Service users are encouraged to use two-factor authentication? Yes / No
Two-factor authentication, a.k.a. multifactor authentication, a.k.a. secure login, is a method to ask for a one-time token from the user when logging in. The primary purpose of two-factor authentication is to protect the user from password compromise.
End users may lose their passwords through multiple threats like:
- The user device is compromised by malware and the password is keylogged or extracted from the running password manager
- The password is reused across multiple sites and one of the sites gets compromised. You can buy stock email and password lists on the black market.
- The password is given out on a phishing site (see Trademark protection)
- The password is extracted through a man-in-the-middle attack (see HTTPS / TLS only)
Two-factor authentication stops the attacker, equipped with a mere password, from accessing the victim’s account.
Having two-factor authentication as an option is not enough. Users should be educated about two-factor authentication. Often users are not aware of threat models and the harm they may face because of lax security. Incentives, like reduced fees, should be applied to encourage the enabling of the two-factor authentication. From a business perspective, this can be justified as a reduced support cost of dealing with hacked account cases.

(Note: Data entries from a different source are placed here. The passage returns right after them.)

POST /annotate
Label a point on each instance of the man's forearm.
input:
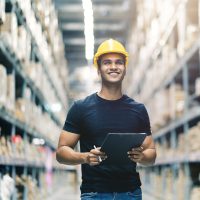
(66, 155)
(149, 157)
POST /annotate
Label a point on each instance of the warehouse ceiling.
(112, 18)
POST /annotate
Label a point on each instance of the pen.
(100, 160)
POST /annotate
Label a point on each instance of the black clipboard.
(116, 146)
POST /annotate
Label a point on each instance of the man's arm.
(146, 154)
(66, 154)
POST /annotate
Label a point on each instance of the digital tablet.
(116, 146)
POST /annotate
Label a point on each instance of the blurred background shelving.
(43, 69)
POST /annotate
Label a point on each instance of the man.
(91, 119)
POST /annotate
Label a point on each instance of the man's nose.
(113, 65)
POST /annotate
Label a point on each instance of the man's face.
(112, 68)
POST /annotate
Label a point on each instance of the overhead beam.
(97, 27)
(81, 41)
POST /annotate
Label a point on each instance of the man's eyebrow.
(120, 59)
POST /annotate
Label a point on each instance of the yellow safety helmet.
(110, 46)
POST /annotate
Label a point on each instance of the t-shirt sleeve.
(146, 127)
(72, 122)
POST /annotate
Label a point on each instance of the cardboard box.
(3, 85)
(2, 11)
(9, 28)
(10, 102)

Popular two-factor authentication methods include:
- Mobile apps: Time-Based One Time Password (TOTP), Google Authenticator
- Paper codes: One time pad, HOTP, popular with European banks
- SMS and other phone-based methods
- Hardware devices: YubiKey, others
External services like Authy and Clef provide two-factor-as-a-service.
Google Authenticator is a popular two-factor mobile app. Despite the fact that the name says Google, you can use it on your own site. The application can be used offline independently from Google services. Google Authenticator is based on RFC 6238. There are multiple open-source implementations for all desktop and mobile operating systems.
SMS is not deemed secure in the large scale. SMS messages are intercepted by mobile malware. SMS may travel in plain text, and various parties in the operator business chain can read them. Mobile number portability opens a vector for the attacker to gain access to the victim’s phone number. SMS may not be reliable in third-world countries, thus making it not a viable option for global business.